Bonnes perspectives pour le marché de la volaille (Rabobank)


Malgré la guerre en Ukraine, la demande de volaille va gagner en soutien sur le marché mondial.


La demande et le commerce mondiaux de volaille resteront forts cette année. L'industrie, cependant, sera confrontée à des défis liés à une inflation des coûts historiquement élevée et à des perturbations logistiques, qui affecteront particulièrement les pays à faible revenu.


Dans la plupart des régions, l'offre est relativement restreinte et les prix sont élevés. La guerre en Ukraine a entraîné une augmentation de 20 à 40 % des prix mondiaux des céréales, et l'industrie de la volaille sera mise au défi de répercuter tous ces coûts plus élevés sur les consommateurs. Cela sera probablement possible sur les marchés développés à fort pouvoir d'achat, où l'offre est relativement restreinte, comme l'Europe, les États-Unis et le Japon.

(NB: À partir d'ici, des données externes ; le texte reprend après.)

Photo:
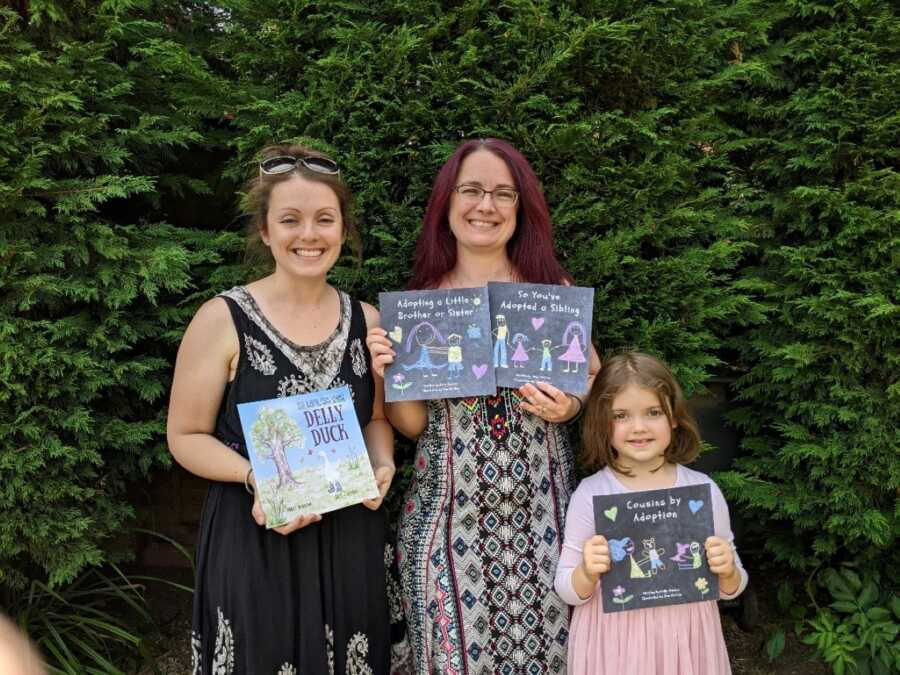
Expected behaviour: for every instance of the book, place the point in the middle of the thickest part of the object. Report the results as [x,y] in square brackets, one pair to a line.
[541,333]
[308,454]
[657,547]
[442,343]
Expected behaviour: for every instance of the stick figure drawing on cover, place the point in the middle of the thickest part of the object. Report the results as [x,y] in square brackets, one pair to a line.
[502,338]
[425,334]
[520,354]
[574,335]
[454,356]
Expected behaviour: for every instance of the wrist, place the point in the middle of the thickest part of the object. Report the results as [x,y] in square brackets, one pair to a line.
[592,578]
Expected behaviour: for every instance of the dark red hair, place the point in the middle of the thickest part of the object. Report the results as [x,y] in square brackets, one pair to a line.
[531,247]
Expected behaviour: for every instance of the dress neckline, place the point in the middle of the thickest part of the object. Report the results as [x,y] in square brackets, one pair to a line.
[251,302]
[624,488]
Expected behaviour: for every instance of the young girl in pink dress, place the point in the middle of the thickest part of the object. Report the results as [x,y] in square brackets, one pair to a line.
[638,432]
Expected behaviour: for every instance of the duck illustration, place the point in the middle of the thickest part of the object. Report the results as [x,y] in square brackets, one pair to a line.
[332,475]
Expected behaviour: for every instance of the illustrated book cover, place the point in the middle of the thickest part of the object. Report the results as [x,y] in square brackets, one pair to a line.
[541,333]
[307,453]
[657,547]
[442,342]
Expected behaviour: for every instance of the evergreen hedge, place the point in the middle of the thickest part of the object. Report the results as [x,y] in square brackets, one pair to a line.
[723,173]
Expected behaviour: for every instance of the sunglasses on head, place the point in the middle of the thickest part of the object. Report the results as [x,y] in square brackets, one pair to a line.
[274,166]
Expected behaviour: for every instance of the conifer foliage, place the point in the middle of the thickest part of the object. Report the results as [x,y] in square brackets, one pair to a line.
[808,114]
[97,105]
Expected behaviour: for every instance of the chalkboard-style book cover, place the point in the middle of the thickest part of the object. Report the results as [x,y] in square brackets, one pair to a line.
[657,547]
[541,333]
[442,342]
[307,453]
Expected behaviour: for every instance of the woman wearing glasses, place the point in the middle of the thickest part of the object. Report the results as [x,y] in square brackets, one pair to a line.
[310,596]
[482,524]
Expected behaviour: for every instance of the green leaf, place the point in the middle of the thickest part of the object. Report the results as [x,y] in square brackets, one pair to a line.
[775,644]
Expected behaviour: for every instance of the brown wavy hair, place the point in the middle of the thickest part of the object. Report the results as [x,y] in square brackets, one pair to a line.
[258,191]
[646,371]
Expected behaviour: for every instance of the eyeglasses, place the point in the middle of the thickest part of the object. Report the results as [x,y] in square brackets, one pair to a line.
[274,166]
[501,196]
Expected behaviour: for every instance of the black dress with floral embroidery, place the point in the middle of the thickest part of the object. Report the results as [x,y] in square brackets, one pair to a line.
[317,600]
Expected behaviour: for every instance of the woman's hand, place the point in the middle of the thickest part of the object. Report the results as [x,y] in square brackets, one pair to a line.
[380,348]
[595,557]
[384,474]
[300,521]
[548,402]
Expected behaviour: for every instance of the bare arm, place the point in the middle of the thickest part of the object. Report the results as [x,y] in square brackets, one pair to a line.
[378,434]
[209,348]
[408,417]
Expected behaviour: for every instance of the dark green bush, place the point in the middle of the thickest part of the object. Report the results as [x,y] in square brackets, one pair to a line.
[99,109]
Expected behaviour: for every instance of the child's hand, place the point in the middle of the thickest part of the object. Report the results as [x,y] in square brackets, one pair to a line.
[720,556]
[380,348]
[595,556]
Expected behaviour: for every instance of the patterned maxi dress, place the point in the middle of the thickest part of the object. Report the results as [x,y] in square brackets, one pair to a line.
[315,601]
[480,537]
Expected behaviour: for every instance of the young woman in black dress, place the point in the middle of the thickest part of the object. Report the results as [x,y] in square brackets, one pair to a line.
[310,596]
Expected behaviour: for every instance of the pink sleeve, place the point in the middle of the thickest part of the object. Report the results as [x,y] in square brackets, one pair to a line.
[722,526]
[579,528]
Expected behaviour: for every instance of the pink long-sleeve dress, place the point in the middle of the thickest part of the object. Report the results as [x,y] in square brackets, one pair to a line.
[670,640]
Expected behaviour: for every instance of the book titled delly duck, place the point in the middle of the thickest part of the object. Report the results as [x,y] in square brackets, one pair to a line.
[308,454]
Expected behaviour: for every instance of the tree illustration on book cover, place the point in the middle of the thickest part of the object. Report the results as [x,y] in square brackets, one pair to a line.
[307,453]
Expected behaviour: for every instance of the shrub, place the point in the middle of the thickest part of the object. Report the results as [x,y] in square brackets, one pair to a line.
[99,109]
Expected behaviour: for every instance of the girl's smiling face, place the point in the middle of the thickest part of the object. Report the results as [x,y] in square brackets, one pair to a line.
[304,228]
[641,431]
[481,224]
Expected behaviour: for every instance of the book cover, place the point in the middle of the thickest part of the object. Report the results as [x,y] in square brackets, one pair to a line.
[442,341]
[541,333]
[657,547]
[307,453]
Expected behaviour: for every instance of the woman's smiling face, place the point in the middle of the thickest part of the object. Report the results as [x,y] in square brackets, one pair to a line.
[304,228]
[480,224]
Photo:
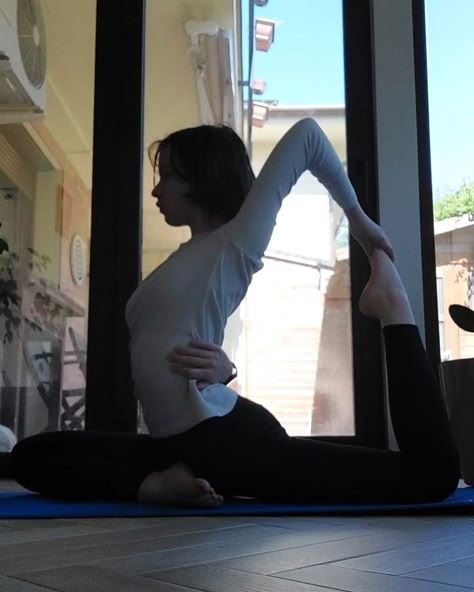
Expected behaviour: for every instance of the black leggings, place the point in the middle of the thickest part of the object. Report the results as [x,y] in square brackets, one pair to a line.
[247,452]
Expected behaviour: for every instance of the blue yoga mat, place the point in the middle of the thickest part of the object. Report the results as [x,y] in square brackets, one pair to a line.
[30,505]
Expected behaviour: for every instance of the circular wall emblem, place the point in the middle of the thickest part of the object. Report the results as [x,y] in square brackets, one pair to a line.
[78,259]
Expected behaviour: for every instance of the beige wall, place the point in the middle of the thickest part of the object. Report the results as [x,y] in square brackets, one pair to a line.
[454,262]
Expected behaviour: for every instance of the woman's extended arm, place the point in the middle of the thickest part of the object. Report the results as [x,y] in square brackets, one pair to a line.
[303,147]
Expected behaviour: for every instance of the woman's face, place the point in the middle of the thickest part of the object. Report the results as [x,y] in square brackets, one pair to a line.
[170,193]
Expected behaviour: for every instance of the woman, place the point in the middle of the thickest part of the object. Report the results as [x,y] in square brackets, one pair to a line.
[209,442]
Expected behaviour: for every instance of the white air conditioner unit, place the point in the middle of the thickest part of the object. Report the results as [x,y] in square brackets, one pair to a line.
[215,72]
[22,61]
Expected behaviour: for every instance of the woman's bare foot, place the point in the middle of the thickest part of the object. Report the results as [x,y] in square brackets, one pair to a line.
[384,297]
[177,486]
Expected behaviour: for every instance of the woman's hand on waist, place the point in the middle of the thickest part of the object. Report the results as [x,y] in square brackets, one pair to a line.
[206,363]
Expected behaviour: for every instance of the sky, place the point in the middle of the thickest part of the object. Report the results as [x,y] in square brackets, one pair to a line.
[302,67]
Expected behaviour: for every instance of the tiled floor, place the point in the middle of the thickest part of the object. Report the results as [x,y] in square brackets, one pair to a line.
[238,554]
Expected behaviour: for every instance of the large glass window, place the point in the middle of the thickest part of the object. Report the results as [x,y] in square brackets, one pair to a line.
[46,117]
[450,54]
[261,67]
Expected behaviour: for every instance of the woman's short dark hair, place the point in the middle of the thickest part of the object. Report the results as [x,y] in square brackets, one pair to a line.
[213,161]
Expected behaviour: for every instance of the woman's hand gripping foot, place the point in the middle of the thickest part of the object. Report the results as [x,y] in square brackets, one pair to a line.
[384,297]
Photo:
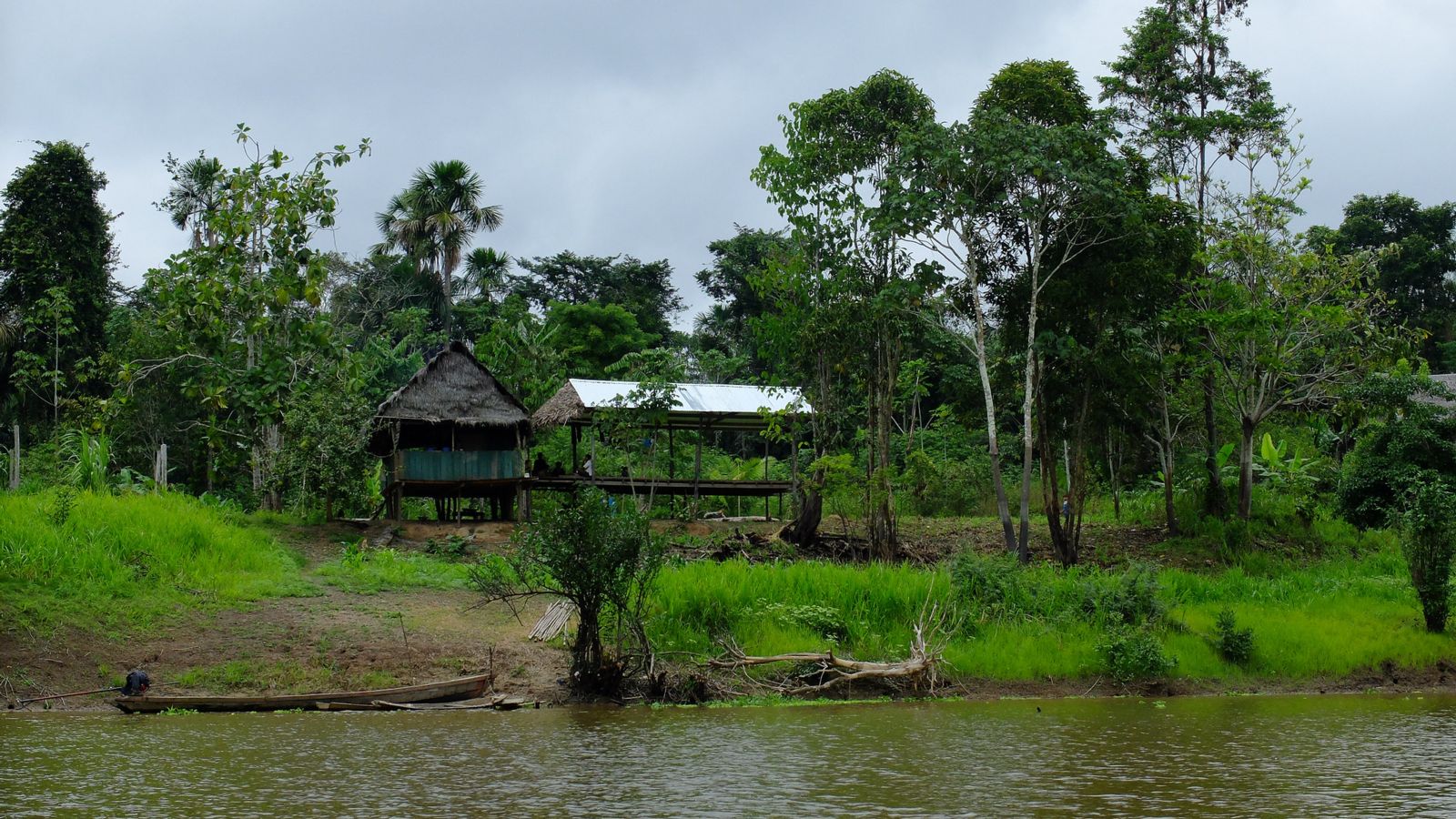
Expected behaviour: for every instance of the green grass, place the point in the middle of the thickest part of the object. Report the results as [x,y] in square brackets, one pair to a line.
[1317,620]
[383,570]
[99,561]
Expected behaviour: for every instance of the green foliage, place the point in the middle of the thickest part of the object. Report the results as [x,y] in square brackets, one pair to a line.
[449,547]
[642,290]
[370,571]
[1429,547]
[997,586]
[592,337]
[325,457]
[56,290]
[823,622]
[98,561]
[242,314]
[1232,643]
[1420,254]
[601,555]
[1135,653]
[433,220]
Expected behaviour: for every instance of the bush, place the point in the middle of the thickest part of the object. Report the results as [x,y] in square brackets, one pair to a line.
[599,554]
[824,622]
[1232,643]
[1130,596]
[1135,654]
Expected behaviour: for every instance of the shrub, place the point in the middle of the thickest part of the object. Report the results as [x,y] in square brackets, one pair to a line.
[824,622]
[1135,653]
[601,555]
[992,583]
[1130,596]
[1234,643]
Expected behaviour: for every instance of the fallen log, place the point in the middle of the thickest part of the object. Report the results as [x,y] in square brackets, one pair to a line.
[921,666]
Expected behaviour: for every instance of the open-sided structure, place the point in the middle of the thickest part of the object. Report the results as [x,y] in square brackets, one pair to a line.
[451,433]
[698,407]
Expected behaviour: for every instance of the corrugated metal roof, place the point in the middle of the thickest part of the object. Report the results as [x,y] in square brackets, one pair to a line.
[710,398]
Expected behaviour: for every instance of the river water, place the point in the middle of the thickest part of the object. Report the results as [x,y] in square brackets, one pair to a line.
[1187,756]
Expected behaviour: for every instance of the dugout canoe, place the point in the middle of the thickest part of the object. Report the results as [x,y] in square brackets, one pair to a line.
[448,691]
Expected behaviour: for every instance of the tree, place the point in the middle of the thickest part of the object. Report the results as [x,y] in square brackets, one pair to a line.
[642,288]
[197,188]
[434,219]
[601,555]
[56,247]
[1187,104]
[521,353]
[244,315]
[1289,329]
[487,271]
[593,337]
[841,162]
[728,281]
[1414,271]
[1048,194]
[1402,474]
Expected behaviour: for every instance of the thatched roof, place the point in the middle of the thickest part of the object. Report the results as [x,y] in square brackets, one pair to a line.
[723,405]
[453,387]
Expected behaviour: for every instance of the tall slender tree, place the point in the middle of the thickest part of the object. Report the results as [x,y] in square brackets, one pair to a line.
[56,247]
[196,194]
[830,182]
[1186,106]
[434,219]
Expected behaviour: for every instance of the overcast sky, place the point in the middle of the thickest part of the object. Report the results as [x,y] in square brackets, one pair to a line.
[631,127]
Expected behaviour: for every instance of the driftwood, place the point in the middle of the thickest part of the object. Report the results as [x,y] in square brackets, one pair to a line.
[553,622]
[919,668]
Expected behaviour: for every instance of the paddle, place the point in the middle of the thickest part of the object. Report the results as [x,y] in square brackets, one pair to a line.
[137,682]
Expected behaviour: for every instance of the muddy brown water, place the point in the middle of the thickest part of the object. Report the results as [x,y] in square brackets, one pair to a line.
[1187,756]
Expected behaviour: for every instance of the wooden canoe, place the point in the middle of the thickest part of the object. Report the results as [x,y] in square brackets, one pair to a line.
[448,691]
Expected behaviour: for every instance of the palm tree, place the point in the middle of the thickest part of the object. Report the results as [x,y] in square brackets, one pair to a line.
[485,271]
[434,217]
[197,188]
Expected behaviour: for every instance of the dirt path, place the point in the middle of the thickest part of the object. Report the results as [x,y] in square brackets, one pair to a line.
[334,640]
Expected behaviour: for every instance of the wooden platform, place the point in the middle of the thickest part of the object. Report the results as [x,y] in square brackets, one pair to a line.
[662,486]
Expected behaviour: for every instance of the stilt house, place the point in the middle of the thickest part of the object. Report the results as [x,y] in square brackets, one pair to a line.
[451,433]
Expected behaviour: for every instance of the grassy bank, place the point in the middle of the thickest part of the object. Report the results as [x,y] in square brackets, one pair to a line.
[1320,620]
[101,561]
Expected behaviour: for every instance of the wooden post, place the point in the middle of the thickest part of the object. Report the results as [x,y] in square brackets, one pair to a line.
[159,468]
[698,465]
[15,460]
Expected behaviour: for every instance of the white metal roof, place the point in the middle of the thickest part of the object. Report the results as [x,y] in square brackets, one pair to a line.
[708,398]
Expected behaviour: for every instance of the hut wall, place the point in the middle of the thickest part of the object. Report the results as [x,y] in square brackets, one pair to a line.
[459,465]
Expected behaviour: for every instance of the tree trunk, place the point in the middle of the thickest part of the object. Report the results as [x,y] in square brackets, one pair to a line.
[1247,468]
[586,652]
[1215,501]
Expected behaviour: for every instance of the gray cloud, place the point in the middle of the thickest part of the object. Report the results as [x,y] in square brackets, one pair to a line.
[631,127]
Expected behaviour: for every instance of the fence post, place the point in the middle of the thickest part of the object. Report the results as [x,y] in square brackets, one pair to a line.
[159,468]
[15,458]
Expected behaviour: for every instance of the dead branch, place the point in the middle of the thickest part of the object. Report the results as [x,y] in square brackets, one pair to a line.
[921,666]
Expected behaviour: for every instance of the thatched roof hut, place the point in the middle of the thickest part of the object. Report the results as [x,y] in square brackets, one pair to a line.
[451,397]
[695,405]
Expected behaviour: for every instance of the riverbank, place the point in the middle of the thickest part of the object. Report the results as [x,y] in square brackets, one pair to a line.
[281,606]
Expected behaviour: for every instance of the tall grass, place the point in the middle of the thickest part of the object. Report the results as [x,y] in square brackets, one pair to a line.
[99,561]
[1322,620]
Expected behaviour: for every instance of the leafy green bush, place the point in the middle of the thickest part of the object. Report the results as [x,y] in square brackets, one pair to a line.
[1234,643]
[824,622]
[1135,654]
[997,584]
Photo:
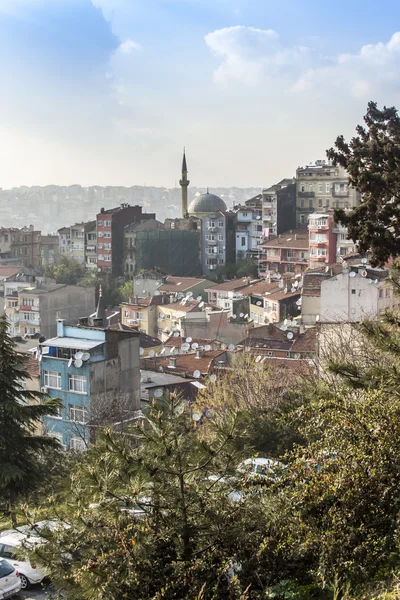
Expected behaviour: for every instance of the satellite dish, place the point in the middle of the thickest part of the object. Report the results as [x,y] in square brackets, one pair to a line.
[196,415]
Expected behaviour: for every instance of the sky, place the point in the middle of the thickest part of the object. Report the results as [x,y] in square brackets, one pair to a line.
[108,92]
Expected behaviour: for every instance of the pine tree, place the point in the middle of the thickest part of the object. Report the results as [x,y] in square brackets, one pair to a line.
[21,449]
[372,160]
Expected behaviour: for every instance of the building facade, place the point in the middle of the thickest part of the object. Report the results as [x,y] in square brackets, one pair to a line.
[88,368]
[322,186]
[279,208]
[110,227]
[218,239]
[286,253]
[34,310]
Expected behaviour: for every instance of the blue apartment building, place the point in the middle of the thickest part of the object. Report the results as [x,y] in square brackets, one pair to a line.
[83,365]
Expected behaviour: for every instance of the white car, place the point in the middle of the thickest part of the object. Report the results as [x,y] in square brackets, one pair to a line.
[10,583]
[10,546]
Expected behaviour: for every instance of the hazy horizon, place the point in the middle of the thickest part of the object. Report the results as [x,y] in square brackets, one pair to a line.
[107,92]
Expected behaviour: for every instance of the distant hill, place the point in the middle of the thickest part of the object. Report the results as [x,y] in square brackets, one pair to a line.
[50,207]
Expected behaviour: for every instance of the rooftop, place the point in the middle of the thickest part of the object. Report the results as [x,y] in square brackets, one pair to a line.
[180,284]
[296,238]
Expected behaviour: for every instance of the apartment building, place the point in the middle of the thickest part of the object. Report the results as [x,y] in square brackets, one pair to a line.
[286,253]
[321,186]
[217,241]
[110,227]
[34,310]
[26,247]
[322,239]
[89,369]
[279,208]
[249,232]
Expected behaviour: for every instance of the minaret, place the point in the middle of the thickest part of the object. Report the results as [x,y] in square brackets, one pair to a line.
[184,183]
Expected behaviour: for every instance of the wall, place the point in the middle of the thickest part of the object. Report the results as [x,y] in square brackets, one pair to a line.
[69,302]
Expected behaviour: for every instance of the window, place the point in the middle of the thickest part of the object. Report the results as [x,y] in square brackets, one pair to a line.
[52,379]
[79,414]
[77,444]
[77,384]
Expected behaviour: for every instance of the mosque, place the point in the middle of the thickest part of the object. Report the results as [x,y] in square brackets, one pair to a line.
[201,205]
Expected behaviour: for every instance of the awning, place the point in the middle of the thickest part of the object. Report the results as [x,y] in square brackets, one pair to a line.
[74,343]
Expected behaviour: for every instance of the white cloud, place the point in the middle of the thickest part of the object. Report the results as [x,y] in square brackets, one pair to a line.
[129,46]
[249,55]
[375,69]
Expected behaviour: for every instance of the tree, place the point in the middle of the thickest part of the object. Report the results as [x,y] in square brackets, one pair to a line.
[68,271]
[188,540]
[22,450]
[372,160]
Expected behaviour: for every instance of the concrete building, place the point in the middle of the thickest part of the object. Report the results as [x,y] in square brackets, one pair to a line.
[322,239]
[249,232]
[89,369]
[34,310]
[110,236]
[322,186]
[218,239]
[279,208]
[25,247]
[357,293]
[50,250]
[287,253]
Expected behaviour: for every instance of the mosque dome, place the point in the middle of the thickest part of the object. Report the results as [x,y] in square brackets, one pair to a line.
[206,204]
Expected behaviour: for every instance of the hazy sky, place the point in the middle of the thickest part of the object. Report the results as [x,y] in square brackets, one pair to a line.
[109,91]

Il existe cependant des préoccupations croissantes dans les pays en développement - par exemple, certains pays d'Afrique, où les dépenses alimentaires peuvent représenter un tiers des revenus des ménages et où l'impact des coûts pourrait être plus élevé en raison de la dépendance aux importations. Ces coûts en forte hausse, associés à une baisse du pouvoir d'achat en raison d'une croissance plus faible et de l'inflation des coûts, pourraient remettre en question la consommation locale d'aliments et de volaille et potentiellement conduire à des situations de crise régionales.


Le commerce mondial devrait rester vigoureux en 2022, car tous les gouvernements mettent progressivement en œuvre des stratégies de « vivre avec le Covid-19 », augmentant ainsi la demande de services alimentaires. Le Brésil, la Chine et la Turquie sont bien placés pour profiter de cette situation et reprendre une partie des exportations de l'UE et de l'Ukraine touchée par la guerre. La Russie sera touchée par les sanctions mais pourrait bénéficier sélectivement de sa position très compétitive. Le commerce mondial sera mis à l'épreuve par l'inflation continue des coûts de transport ainsi que par les perturbations de la logistique.


Les industries mondiales de la volaille doivent se concentrer sur les opérations pour compenser les coûts plus élevés et les problèmes d'approvisionnement - un approvisionnement optimal, l'efficacité des produits et la formulation des aliments seront essentiels. La grippe aviaire (IA) restera un défi majeur, mais la pression devrait s'atténuer au cours de l'été dans l'hémisphère nord. D'un point de vue mondial, les cas d'IA dans des régions comme l'Europe perturberont le commerce des œufs à couver, ce qui pourrait avoir un impact sur l'approvisionnement dans les pays importateurs, comme cela s'est produit en 2020 et 2021.